Clarification: Sandy Bridge Load Latency

Nathan_K_3 · ‎10-28-2013

I'm confused by a passage in the Intel Architecture Optimization Manual about load latencies:

2.2.5.2 L1 DCache - Loads

The common load latency is five cycles. When using a simple addressing mode, base plus offset

that is smaller than 2048, the load latency can be four cycles.

Table 2.12

Data Type/Addressing Mode Base + Offset > 2048;   Base + Offset < 2048

Base + Index [+ Offset]

Integer   5 4

MMX, SSE, 128-bit AVX 6 5

X87 7   6

256-bit AVX   7   7

I'm not sure how to interpret this. Adding some parentheses for clarity, is the faster case ((Base + Offset) < 2048), a condition that user code is unlikely to achieve, or (Base + (Offset < 2048)), something that can often be accomodated?

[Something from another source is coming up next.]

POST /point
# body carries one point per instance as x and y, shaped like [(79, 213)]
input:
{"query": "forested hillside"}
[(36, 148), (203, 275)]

Patrick_F_Intel1 · ‎01-24-2014

Hello Nathan,

Sorry to take so long to reply... end/start of year deadlines, etc.

I think this section of the manual is differentiating instructions like 'mov edx,[eax+4]' and 'mov edx,[eax+4096]'. The +4 case (displacement==4) should load in 4 clocks. The +4096 case (so the displacement is 4096) should load in 5 cycles.

Hope this helps... someone... if it is not too late for you.

Pat